Paradoxe

5 décembre 2017

Temps de lecture : 2 minutes

Je suis allongé tête dans l’eau à l’avant du bateau, sans masque, je me
tiens au mouillage. Le long duquel François est descendu avec trois
plongeurs, faire des techniques. Il m’a dit :  » entraîne-toi à dissocier
ta respiration. Je ne peux pas t’emmener en plongée de nuit si tu n’es
pas capable de rester sans masque « . J’essaie et j’essaie encore. Yeux
ouverts et nez libre, je ne peux pas aspirer l’air du détendeur par ma
bouche : ma glotte bloque ma trachée et provoque des spasmes dans ma
gorge. Si malgré tout de l’air passe, il file dans mon estomac. A chaque
essai raté, je sors la tête de l’eau en suffoquant, en rotant. Je
recommence, j’aime tellement la plongée. Et je comprends que plonger sans
masque n’est pas seulement important pour les plongées de nuit. Je ferme
les yeux, je me bouche le nez avec ma main libre. Je respire par la
bouche. Ca va bien. C’est le froid sur mes yeux et les muqueuses du nez
qui provoquent les spasmes.
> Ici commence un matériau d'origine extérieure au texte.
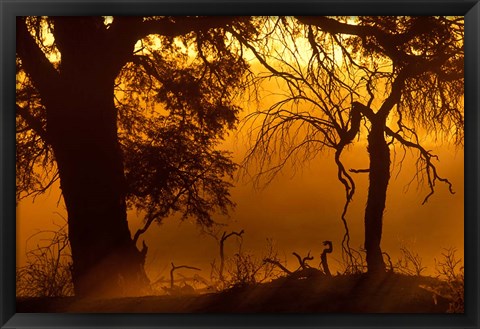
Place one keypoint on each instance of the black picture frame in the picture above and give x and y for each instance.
(9, 9)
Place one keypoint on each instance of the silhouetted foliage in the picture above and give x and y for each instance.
(126, 112)
(47, 272)
(390, 81)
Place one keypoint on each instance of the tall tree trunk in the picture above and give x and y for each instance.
(379, 176)
(83, 131)
(82, 127)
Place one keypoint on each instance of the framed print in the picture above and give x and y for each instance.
(239, 164)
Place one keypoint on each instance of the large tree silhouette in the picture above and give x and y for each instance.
(388, 80)
(123, 119)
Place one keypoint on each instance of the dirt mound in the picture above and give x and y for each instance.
(390, 293)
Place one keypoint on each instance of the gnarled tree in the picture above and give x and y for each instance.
(387, 80)
(125, 111)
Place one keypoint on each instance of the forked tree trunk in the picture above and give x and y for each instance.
(379, 176)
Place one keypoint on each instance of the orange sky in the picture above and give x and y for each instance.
(298, 212)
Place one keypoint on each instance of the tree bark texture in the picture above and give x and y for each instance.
(379, 176)
(82, 129)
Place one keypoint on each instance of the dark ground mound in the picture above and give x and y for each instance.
(391, 293)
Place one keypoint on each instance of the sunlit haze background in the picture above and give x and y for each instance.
(298, 210)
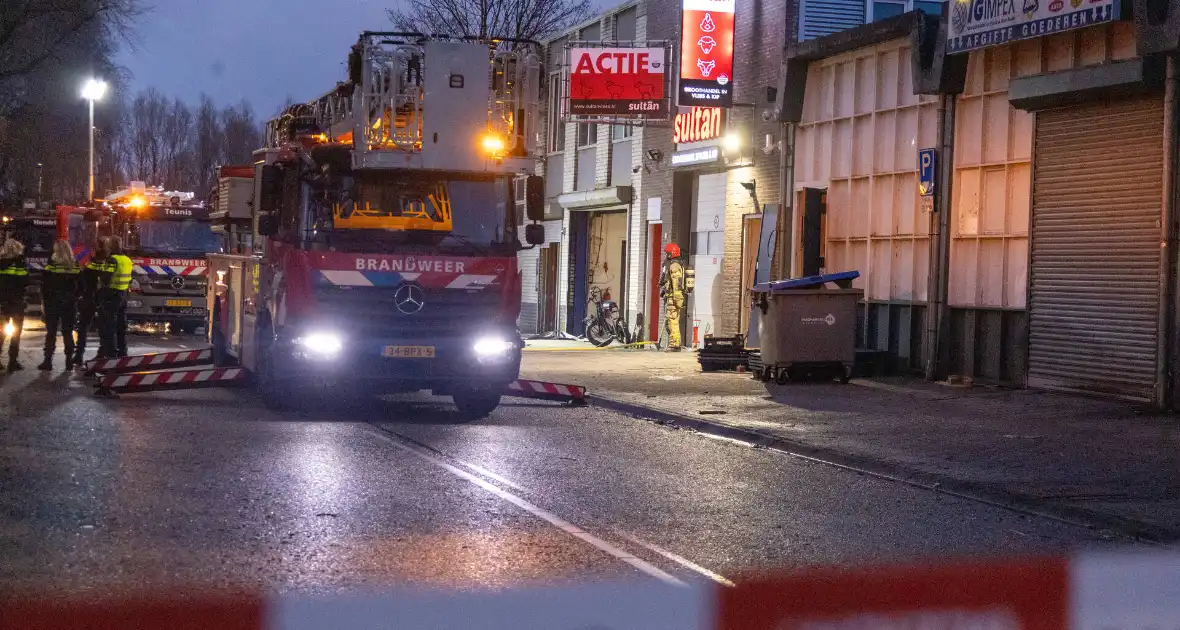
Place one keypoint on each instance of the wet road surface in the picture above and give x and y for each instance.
(208, 489)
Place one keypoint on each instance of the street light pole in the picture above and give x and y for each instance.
(92, 91)
(91, 194)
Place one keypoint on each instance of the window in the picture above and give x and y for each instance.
(883, 10)
(930, 7)
(556, 129)
(588, 133)
(710, 243)
(591, 33)
(624, 25)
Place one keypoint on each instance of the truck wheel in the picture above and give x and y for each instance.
(220, 347)
(476, 404)
(600, 335)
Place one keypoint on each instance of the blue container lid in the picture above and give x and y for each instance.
(810, 282)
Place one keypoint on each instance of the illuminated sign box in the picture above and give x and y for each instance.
(697, 124)
(979, 24)
(617, 81)
(707, 53)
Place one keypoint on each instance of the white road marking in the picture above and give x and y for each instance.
(492, 476)
(544, 514)
(679, 559)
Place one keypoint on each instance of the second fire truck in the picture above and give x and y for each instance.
(379, 250)
(168, 236)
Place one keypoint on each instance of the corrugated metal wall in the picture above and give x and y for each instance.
(819, 18)
(991, 191)
(1096, 207)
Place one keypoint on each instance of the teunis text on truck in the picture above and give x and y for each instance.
(379, 249)
(35, 229)
(168, 236)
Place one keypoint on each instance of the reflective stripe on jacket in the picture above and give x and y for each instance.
(120, 280)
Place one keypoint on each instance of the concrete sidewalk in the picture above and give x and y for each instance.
(1074, 458)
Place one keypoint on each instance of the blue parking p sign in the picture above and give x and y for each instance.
(928, 162)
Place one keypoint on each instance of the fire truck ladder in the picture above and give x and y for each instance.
(192, 369)
(163, 371)
(380, 107)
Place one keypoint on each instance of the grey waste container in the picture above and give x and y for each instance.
(807, 329)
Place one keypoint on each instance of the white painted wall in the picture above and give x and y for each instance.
(708, 228)
(608, 230)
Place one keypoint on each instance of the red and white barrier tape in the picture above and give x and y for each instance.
(551, 391)
(163, 380)
(149, 361)
(1092, 591)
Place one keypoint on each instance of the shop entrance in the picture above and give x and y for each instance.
(1095, 254)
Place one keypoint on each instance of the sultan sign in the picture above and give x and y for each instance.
(707, 53)
(978, 24)
(617, 81)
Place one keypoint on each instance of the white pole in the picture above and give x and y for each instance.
(91, 197)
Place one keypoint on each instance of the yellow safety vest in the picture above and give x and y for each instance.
(122, 276)
(13, 270)
(53, 268)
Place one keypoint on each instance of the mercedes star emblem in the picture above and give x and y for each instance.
(410, 299)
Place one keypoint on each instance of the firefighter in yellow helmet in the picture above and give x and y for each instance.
(112, 304)
(13, 281)
(672, 289)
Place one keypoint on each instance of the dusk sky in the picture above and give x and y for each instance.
(259, 50)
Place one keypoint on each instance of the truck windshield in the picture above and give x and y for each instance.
(385, 209)
(174, 237)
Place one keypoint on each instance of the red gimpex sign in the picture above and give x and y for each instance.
(707, 53)
(617, 81)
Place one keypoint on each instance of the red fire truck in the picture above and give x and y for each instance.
(378, 251)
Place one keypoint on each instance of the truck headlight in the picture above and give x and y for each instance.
(491, 349)
(321, 345)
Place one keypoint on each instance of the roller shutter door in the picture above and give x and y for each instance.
(1094, 287)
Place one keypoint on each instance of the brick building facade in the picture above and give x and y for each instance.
(615, 198)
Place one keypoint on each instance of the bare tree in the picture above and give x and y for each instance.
(176, 140)
(144, 128)
(242, 133)
(209, 145)
(520, 19)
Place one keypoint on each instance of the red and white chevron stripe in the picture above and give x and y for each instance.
(150, 379)
(1097, 590)
(144, 361)
(526, 388)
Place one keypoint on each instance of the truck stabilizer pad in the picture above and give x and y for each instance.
(184, 379)
(145, 361)
(545, 391)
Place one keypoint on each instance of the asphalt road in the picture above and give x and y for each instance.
(209, 490)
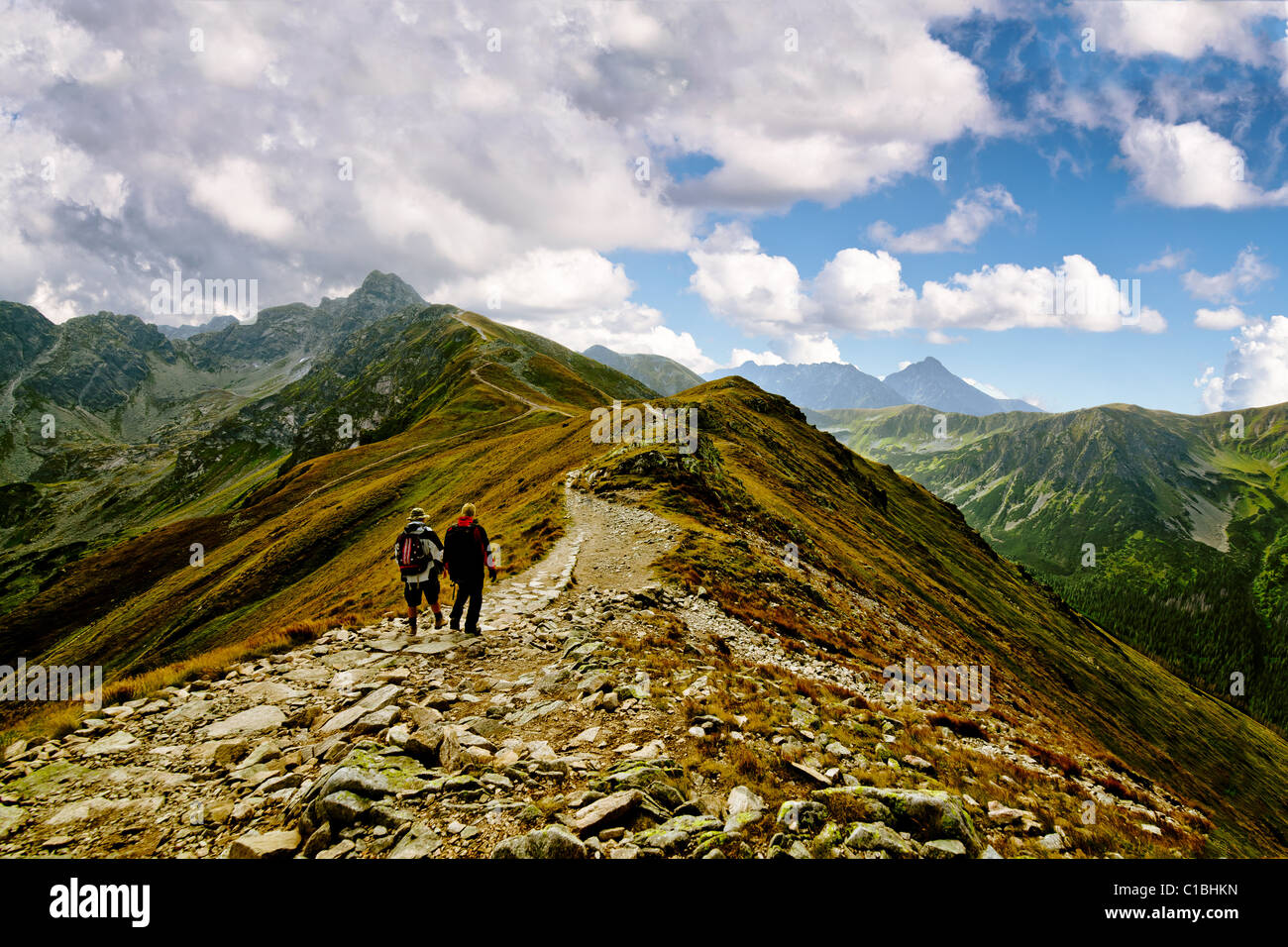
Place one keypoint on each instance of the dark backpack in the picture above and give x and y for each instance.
(412, 558)
(463, 548)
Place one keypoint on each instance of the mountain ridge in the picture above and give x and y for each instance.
(838, 385)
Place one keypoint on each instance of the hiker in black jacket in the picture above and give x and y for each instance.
(465, 556)
(420, 560)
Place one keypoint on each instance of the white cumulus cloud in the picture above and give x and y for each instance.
(1256, 369)
(971, 215)
(1248, 272)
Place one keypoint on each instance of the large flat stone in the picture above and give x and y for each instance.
(605, 812)
(246, 723)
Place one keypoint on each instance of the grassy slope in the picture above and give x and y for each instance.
(313, 541)
(777, 479)
(1145, 487)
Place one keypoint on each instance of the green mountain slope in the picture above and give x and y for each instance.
(1185, 519)
(295, 527)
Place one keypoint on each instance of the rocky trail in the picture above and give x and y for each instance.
(600, 714)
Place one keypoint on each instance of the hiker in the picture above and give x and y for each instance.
(465, 556)
(420, 560)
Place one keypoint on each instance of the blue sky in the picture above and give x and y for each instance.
(709, 182)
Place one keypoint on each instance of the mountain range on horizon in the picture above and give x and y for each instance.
(828, 385)
(287, 451)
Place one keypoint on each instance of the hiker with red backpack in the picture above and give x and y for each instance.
(420, 560)
(465, 556)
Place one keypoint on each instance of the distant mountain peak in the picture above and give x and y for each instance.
(664, 375)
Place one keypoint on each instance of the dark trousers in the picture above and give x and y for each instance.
(472, 617)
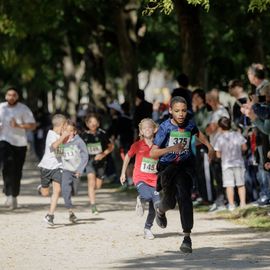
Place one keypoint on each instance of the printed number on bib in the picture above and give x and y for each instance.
(59, 151)
(94, 148)
(180, 137)
(69, 152)
(149, 165)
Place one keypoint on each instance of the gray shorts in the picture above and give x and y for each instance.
(96, 168)
(234, 176)
(47, 176)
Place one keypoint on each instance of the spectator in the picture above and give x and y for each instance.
(143, 108)
(15, 119)
(183, 91)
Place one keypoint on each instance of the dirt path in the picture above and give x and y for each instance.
(113, 239)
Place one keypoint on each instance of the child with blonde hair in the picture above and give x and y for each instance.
(144, 173)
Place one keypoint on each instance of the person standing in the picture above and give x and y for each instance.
(15, 118)
(172, 145)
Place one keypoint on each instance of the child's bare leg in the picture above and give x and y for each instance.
(242, 195)
(98, 183)
(230, 195)
(45, 191)
(55, 196)
(91, 178)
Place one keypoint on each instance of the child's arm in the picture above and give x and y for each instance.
(106, 152)
(157, 152)
(59, 141)
(203, 140)
(124, 168)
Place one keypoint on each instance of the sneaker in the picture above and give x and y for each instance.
(72, 217)
(148, 234)
(139, 207)
(231, 207)
(49, 219)
(213, 207)
(39, 189)
(263, 201)
(94, 210)
(8, 201)
(14, 203)
(186, 246)
(161, 219)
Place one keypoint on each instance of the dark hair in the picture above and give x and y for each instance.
(234, 83)
(140, 94)
(224, 123)
(71, 123)
(92, 115)
(200, 92)
(177, 99)
(183, 80)
(258, 70)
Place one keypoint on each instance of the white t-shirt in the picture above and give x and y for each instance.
(214, 117)
(50, 159)
(229, 144)
(22, 115)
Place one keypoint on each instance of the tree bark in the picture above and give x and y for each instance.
(191, 40)
(125, 18)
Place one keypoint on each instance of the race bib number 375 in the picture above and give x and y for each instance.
(149, 165)
(180, 137)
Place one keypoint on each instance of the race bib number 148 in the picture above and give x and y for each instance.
(180, 137)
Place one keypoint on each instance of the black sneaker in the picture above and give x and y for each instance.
(49, 219)
(186, 245)
(72, 218)
(161, 219)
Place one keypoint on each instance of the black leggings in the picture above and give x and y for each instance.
(12, 159)
(176, 183)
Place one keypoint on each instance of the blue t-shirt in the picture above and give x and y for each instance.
(169, 134)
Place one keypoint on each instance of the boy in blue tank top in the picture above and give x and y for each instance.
(172, 145)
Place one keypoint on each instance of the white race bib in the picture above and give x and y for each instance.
(69, 152)
(180, 137)
(94, 148)
(149, 165)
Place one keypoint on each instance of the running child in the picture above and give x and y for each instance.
(51, 166)
(74, 158)
(229, 147)
(172, 145)
(144, 173)
(98, 146)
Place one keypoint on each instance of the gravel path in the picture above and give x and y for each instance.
(114, 238)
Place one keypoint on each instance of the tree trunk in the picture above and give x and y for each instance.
(73, 75)
(96, 75)
(191, 40)
(125, 18)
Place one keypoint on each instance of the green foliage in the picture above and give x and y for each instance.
(260, 5)
(165, 6)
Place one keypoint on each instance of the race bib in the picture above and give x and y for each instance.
(94, 148)
(59, 151)
(180, 137)
(149, 165)
(69, 152)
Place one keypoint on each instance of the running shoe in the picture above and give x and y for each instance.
(148, 234)
(72, 217)
(49, 219)
(94, 209)
(186, 246)
(39, 189)
(161, 219)
(139, 207)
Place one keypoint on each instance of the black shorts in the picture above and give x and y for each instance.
(47, 176)
(97, 168)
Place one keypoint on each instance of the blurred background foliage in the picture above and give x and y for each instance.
(96, 48)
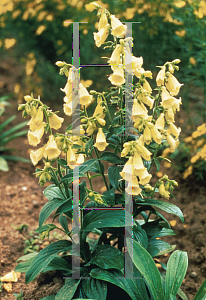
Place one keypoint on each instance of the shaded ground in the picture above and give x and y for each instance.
(22, 200)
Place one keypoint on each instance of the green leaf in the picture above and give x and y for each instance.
(149, 270)
(104, 218)
(68, 290)
(159, 247)
(107, 257)
(176, 270)
(3, 165)
(111, 157)
(48, 208)
(95, 288)
(114, 176)
(168, 207)
(201, 293)
(44, 257)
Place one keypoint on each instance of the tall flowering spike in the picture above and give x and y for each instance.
(51, 150)
(55, 122)
(85, 97)
(145, 177)
(172, 84)
(101, 36)
(163, 191)
(103, 21)
(37, 155)
(147, 135)
(118, 29)
(101, 143)
(34, 137)
(160, 79)
(117, 78)
(115, 60)
(133, 187)
(160, 122)
(156, 135)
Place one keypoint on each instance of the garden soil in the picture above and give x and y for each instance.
(21, 201)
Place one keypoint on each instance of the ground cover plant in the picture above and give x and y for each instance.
(133, 149)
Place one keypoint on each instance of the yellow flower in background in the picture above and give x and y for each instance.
(101, 142)
(160, 122)
(55, 121)
(84, 96)
(71, 158)
(172, 84)
(34, 137)
(163, 191)
(161, 77)
(156, 135)
(51, 150)
(117, 78)
(118, 29)
(101, 36)
(103, 21)
(37, 155)
(133, 187)
(147, 135)
(145, 178)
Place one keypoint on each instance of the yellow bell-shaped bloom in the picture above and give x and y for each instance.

Je retire ma main de mon nez. Je respire par
à-coups, la glotte bloque puis libère le passage. Quand je me sens calme,
la respiration fluide, j’ouvre les yeux. Et là, tout bloque, c’est
douloureux, je sors la tête de l’eau.  » J’y arriverai jamais. La plongée,
c’est foutue pour moi « . J’essaie, j’essaie encore. Toujours le même
résultat. Alors j’accepte mon sort, j’accepte de n’être pas fait
physiologiquement pour la plongée, j’accepte de renoncer à la plongée. Je
suis calme et détendu, serein. J’essaie une dernière fois pour ne pas
avoir de regret. Et là tout va bien. Je libère mon nez et j’ouvre les
yeux sans aucun problème ! Je respire tranquillement. Je reste plusieurs
minutes comme ça. Et puis, je retente le coup, la phase critique c’est le
froid sur le nez et les yeux. Et ça refonctionne. Je passe directement de
l’air à l’eau, yeux et nez libres. Si je me détends, si je m’accroche à
l’idée que  » je sais le faire  » alors ça marche. Les bulles des plongeurs
signalent l’arrivée de la planquée. François en tête. Sans masque, ma
vision est floue, mais je vois le signe que m’adresse François : pouce et
index en cercle, les autres doigts tendus.  » Tout va bien « . Oui, tout
va bien !!! Et le soir même, j’ai fait ma première plongée de nuit. La
morale de cette histoire ? La quête forcenée de la performance peut
empêcher la performance. Accepter l’échec peut conduire au succès.